Supplementing returns with carry

With markets traditionally quieting down significantly over the incoming summer months, it can be expected that implied and realised volatility could continue to decline. Meanwhile, yields are expected to remain high, and that could bring back interest in FX carry trades where investors borrow in low–interest rate currencies to invest in high–interest rate currencies and pocket the spread. US interest rates are now high compared to the extremely low (or negative) rates in countries like Japan or Switzerland. This could bring USD carry trade in focus with the US economy still looking healthier than most other countries, as against EM carry trades that are usually in focus in case of a higher chance of a US-centric recession.
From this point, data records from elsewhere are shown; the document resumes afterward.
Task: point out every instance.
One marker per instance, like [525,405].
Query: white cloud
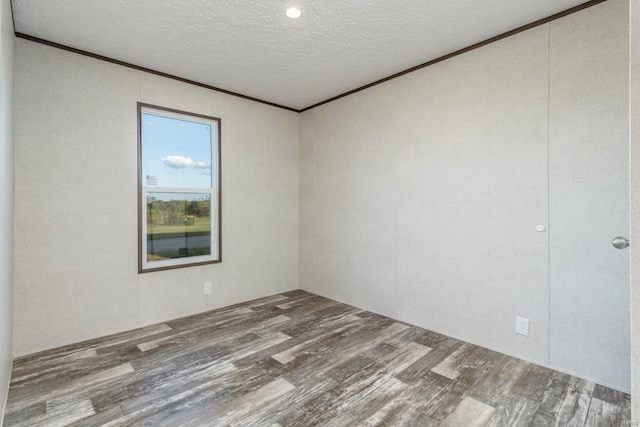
[180,162]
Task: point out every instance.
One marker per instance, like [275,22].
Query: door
[588,194]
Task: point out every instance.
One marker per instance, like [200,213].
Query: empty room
[266,213]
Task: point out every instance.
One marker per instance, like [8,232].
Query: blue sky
[177,152]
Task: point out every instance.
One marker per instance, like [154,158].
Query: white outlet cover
[522,326]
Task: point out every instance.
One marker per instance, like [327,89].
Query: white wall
[634,74]
[6,199]
[427,191]
[76,201]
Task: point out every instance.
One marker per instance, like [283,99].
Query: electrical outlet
[522,326]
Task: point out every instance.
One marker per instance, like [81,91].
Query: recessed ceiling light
[293,12]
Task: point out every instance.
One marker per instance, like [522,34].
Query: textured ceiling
[252,48]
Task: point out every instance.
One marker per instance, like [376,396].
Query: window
[178,189]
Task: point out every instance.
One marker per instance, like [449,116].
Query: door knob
[620,242]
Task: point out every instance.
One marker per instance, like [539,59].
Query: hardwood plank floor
[296,359]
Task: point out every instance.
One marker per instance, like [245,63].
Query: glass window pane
[178,225]
[175,152]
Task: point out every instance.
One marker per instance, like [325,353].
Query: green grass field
[202,224]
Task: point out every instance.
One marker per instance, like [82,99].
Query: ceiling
[250,47]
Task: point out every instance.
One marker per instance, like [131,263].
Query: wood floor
[297,359]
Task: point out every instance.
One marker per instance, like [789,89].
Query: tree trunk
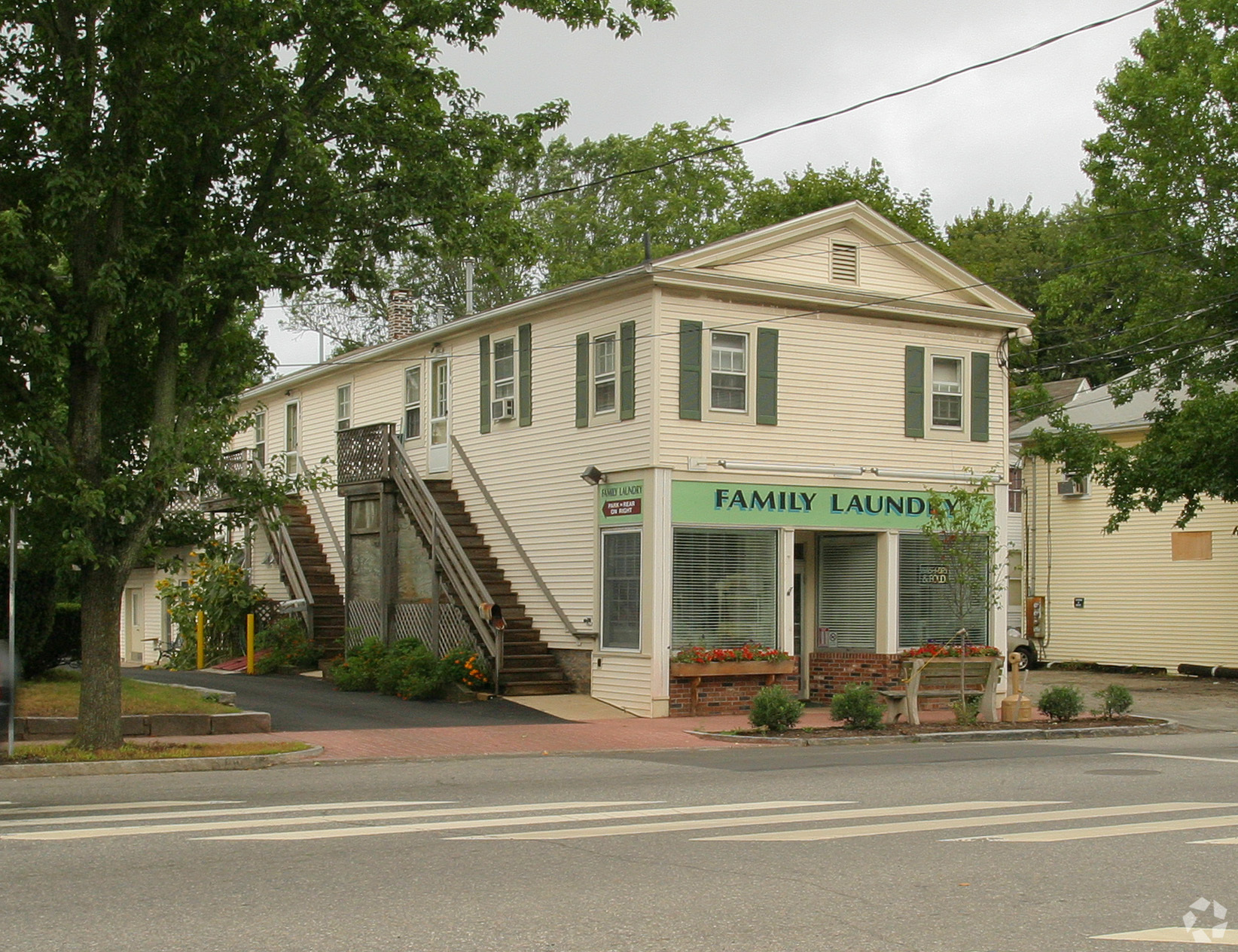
[99,709]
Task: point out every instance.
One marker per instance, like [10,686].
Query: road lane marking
[136,805]
[1176,757]
[102,832]
[239,811]
[1117,830]
[532,821]
[920,826]
[1174,934]
[713,823]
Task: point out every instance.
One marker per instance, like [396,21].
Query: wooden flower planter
[730,669]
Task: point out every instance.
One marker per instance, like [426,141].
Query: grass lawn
[65,754]
[56,694]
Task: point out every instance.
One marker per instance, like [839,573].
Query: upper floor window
[261,438]
[947,392]
[413,403]
[728,371]
[343,406]
[605,374]
[505,369]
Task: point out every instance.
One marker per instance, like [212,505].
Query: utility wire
[852,108]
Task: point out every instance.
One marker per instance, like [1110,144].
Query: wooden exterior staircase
[327,612]
[529,667]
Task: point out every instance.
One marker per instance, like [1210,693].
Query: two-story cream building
[730,444]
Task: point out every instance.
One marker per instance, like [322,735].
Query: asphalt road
[697,850]
[310,703]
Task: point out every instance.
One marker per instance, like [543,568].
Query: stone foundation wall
[577,664]
[726,694]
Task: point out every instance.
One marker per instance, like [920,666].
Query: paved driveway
[310,703]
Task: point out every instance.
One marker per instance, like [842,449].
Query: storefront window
[847,592]
[724,588]
[621,590]
[926,611]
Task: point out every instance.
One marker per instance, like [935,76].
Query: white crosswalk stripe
[103,832]
[532,821]
[962,822]
[805,821]
[580,834]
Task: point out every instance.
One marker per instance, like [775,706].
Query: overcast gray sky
[1007,132]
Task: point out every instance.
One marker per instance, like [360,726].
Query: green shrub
[359,667]
[407,663]
[858,706]
[286,644]
[1061,702]
[1116,701]
[966,712]
[775,709]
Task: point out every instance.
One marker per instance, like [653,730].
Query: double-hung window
[605,374]
[413,403]
[505,369]
[261,438]
[343,406]
[947,392]
[728,371]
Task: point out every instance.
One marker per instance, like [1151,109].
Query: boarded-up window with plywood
[1191,546]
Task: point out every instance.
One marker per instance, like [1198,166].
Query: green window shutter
[914,392]
[628,371]
[525,373]
[690,369]
[582,380]
[483,347]
[767,375]
[980,398]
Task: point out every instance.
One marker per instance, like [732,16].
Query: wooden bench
[940,677]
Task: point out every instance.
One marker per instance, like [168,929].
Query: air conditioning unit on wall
[1072,487]
[503,409]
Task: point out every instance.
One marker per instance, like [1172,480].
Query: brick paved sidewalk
[566,738]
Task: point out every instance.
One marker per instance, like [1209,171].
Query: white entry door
[440,417]
[134,624]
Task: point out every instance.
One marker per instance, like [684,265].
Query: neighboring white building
[1147,594]
[765,415]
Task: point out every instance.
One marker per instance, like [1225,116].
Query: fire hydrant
[1015,707]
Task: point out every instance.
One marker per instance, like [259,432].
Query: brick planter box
[726,688]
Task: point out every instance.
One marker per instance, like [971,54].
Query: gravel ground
[1201,702]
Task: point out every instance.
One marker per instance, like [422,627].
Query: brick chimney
[401,315]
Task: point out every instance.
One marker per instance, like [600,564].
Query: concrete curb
[238,722]
[170,765]
[1065,733]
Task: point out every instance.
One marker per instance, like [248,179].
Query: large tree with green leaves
[1168,166]
[165,166]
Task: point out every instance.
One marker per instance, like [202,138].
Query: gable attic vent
[843,263]
[401,315]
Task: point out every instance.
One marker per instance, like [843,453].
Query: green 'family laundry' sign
[747,504]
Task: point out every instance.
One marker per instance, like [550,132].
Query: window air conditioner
[1072,487]
[503,409]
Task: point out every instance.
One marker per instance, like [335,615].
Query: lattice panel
[416,621]
[363,453]
[364,621]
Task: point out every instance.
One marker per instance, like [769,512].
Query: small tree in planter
[962,532]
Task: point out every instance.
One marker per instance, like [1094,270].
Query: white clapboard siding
[1139,606]
[841,392]
[626,682]
[882,269]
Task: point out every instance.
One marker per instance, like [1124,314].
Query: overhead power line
[895,94]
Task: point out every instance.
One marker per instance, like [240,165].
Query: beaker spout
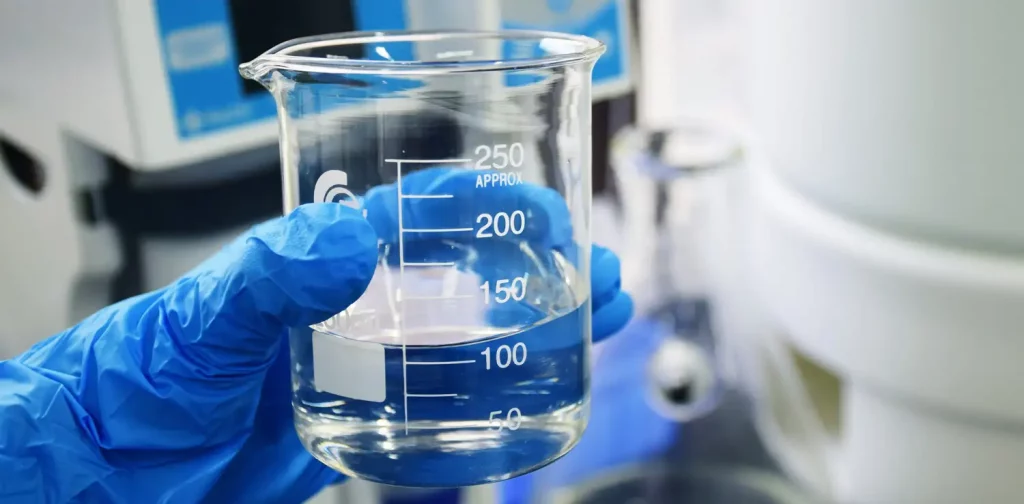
[258,70]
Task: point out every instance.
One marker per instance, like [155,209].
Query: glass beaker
[466,360]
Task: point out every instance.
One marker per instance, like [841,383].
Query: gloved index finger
[463,205]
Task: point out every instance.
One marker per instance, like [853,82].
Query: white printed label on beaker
[348,368]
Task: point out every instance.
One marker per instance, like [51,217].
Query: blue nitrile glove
[182,394]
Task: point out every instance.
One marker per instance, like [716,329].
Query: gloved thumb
[231,311]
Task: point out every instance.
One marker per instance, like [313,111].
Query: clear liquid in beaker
[483,403]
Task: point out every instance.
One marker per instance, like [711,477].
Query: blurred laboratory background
[816,205]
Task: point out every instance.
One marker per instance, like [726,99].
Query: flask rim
[282,57]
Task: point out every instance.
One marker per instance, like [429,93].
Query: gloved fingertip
[611,318]
[307,265]
[605,276]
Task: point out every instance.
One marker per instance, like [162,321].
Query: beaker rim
[282,55]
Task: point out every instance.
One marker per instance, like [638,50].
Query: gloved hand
[182,394]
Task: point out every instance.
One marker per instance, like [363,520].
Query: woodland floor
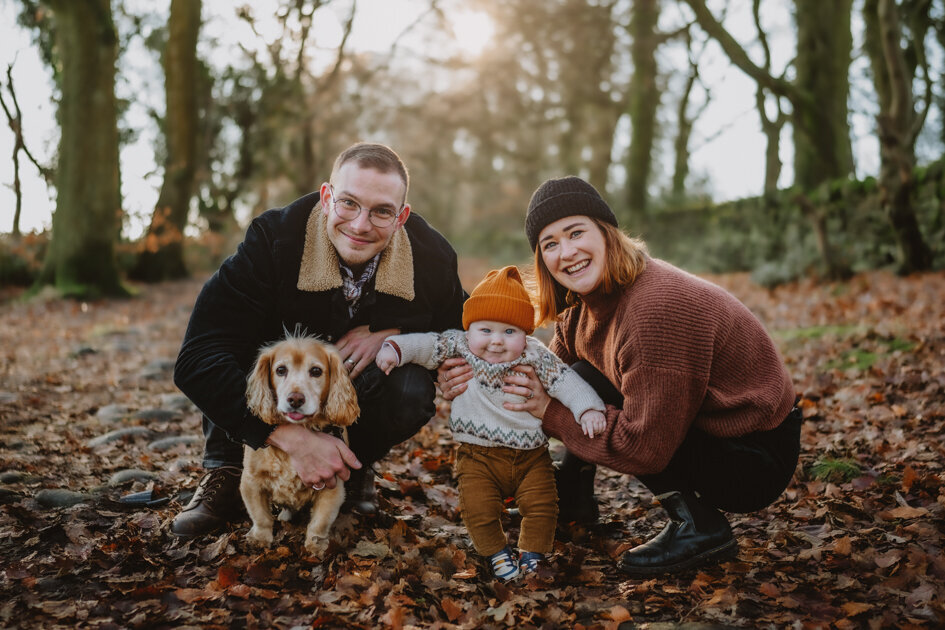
[88,413]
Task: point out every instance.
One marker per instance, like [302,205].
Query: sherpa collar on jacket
[319,270]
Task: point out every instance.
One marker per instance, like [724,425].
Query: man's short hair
[372,155]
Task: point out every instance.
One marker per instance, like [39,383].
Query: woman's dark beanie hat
[563,197]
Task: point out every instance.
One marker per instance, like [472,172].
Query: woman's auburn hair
[626,259]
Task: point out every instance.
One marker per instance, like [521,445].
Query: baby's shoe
[529,561]
[504,566]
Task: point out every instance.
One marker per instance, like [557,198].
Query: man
[348,263]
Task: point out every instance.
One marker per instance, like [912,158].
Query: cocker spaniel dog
[298,380]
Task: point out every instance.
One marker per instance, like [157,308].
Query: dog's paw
[316,546]
[259,536]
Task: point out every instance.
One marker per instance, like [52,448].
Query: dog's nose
[296,400]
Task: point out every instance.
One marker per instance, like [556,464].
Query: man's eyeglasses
[349,210]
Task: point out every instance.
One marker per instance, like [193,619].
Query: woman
[700,406]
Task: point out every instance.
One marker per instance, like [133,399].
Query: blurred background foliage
[484,100]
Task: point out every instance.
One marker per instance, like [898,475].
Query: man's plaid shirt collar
[352,286]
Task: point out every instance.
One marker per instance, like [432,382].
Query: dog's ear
[341,404]
[259,395]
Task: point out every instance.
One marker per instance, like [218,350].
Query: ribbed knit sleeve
[427,349]
[561,382]
[684,353]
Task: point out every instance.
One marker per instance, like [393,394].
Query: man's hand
[451,377]
[593,422]
[387,359]
[359,347]
[319,459]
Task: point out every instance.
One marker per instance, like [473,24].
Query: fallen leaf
[855,608]
[618,613]
[902,512]
[888,559]
[843,546]
[451,609]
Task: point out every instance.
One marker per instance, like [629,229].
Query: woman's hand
[451,377]
[359,346]
[524,382]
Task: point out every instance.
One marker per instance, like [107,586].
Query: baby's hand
[387,359]
[593,422]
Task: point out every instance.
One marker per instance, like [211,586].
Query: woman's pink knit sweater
[684,352]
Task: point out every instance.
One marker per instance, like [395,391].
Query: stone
[130,474]
[113,413]
[60,497]
[168,443]
[118,434]
[157,369]
[156,415]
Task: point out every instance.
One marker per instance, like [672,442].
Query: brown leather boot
[216,502]
[696,534]
[360,495]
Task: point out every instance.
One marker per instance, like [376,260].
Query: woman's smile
[574,251]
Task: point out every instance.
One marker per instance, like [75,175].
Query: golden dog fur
[302,381]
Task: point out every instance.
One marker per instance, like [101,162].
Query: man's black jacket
[285,277]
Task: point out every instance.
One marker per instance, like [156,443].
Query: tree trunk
[818,94]
[162,253]
[898,127]
[81,257]
[822,149]
[644,102]
[683,134]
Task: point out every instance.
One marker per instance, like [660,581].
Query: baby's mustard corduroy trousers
[487,475]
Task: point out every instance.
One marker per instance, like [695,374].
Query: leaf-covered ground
[90,414]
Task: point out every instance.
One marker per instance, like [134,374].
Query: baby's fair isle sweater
[478,416]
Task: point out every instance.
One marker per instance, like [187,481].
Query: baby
[501,452]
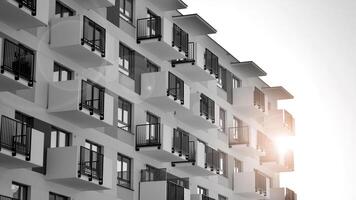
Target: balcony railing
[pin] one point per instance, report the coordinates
(211, 63)
(207, 108)
(94, 35)
(239, 135)
(181, 142)
(29, 4)
(16, 137)
(212, 158)
(6, 198)
(149, 28)
(260, 183)
(155, 174)
(190, 57)
(259, 99)
(91, 164)
(180, 39)
(19, 61)
(148, 135)
(92, 98)
(175, 88)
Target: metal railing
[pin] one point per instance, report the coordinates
(94, 35)
(149, 28)
(207, 108)
(180, 142)
(92, 98)
(259, 99)
(148, 135)
(155, 174)
(211, 63)
(15, 136)
(29, 4)
(175, 87)
(239, 135)
(260, 183)
(19, 61)
(91, 164)
(180, 39)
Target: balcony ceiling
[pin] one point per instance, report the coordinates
(249, 69)
(194, 24)
(277, 92)
(168, 5)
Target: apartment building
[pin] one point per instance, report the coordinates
(132, 100)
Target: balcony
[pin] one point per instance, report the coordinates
(170, 187)
(202, 160)
(82, 40)
(20, 145)
(17, 66)
(278, 162)
(250, 101)
(279, 123)
(245, 140)
(79, 168)
(202, 113)
(254, 185)
(93, 4)
(192, 66)
(283, 194)
(81, 102)
(165, 91)
(162, 37)
(22, 14)
(162, 142)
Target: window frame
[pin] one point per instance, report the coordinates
(129, 171)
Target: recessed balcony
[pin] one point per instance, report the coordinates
(93, 4)
(192, 66)
(163, 38)
(20, 145)
(202, 112)
(82, 40)
(202, 160)
(254, 185)
(79, 168)
(170, 187)
(162, 142)
(283, 194)
(244, 139)
(279, 123)
(165, 91)
(250, 101)
(84, 103)
(22, 14)
(17, 66)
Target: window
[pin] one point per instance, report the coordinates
(237, 166)
(222, 120)
(221, 197)
(236, 82)
(61, 73)
(53, 196)
(203, 191)
(19, 191)
(123, 171)
(63, 10)
(126, 60)
(59, 138)
(126, 9)
(223, 163)
(124, 114)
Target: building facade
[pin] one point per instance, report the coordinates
(132, 100)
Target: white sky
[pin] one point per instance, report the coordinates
(306, 46)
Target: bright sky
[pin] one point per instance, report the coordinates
(306, 46)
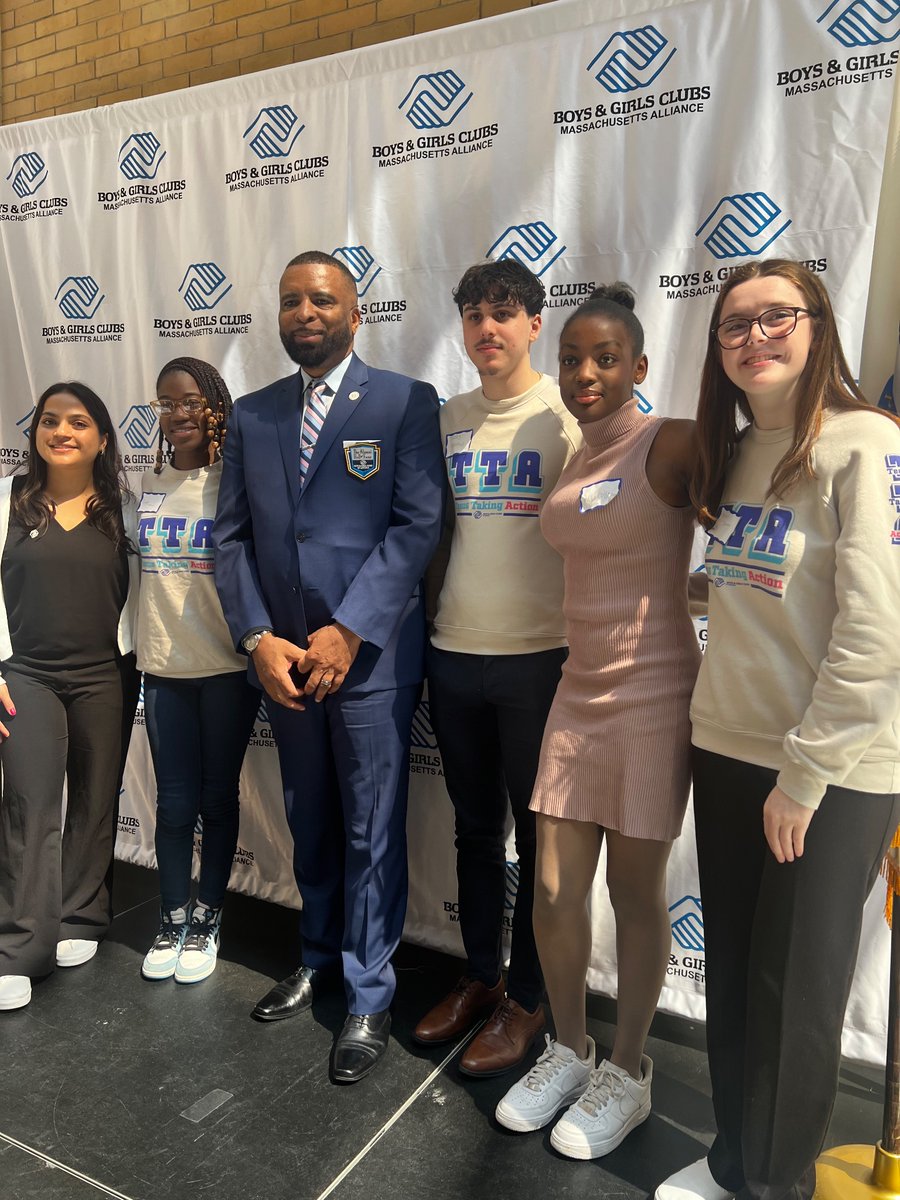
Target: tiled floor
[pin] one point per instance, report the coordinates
(97, 1073)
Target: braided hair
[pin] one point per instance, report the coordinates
(219, 406)
(615, 300)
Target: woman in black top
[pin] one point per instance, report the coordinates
(67, 581)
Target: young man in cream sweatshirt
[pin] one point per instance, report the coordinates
(497, 649)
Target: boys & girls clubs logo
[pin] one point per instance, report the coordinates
(27, 175)
(79, 299)
(741, 226)
(270, 136)
(868, 29)
(625, 66)
(139, 160)
(688, 957)
(203, 287)
(433, 102)
(365, 270)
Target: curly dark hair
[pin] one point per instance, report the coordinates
(219, 405)
(34, 510)
(501, 282)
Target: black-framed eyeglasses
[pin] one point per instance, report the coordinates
(190, 405)
(774, 323)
Return of the geopolitical tensions

Last weekend’s reports of Russian mutiny have brought geopolitical concerns back on the table. While an immediate threat to Putin has been averted with the situation being de-escalated, there remain risks of renewed tensions as Putin fears losing his grip. The incident has exposed the underlying instability in the geopolitical world order, and will likely boost safe-haven appeal of the US dollar. More so, geopolitical tensions have also been aroused again this week in the semiconductor industry with US adding to its export curbs of chips in several ways including new chip designs and technologies.

Market implications

The dollar upswing has begun, and has room to run. FX is a relative game, and buying dollars will mean selling another currency. AUD may remain the most exposed, given that the Reserve Bank of Australia appears to be favouring a pause after its two surprise rate hikes recently. China stimulus measures have remains slower and more measured, disappointing those looking for a significant growth push. CNH also remains vulnerable to slowing China growth.

The key risk to consider could be a sudden move by Japanese or China authorities to support their currencies that have been witnessing a rapid pace of deterioration recently. A sudden pullback in liquidity could also disrupt the near-term USD strengthening trend.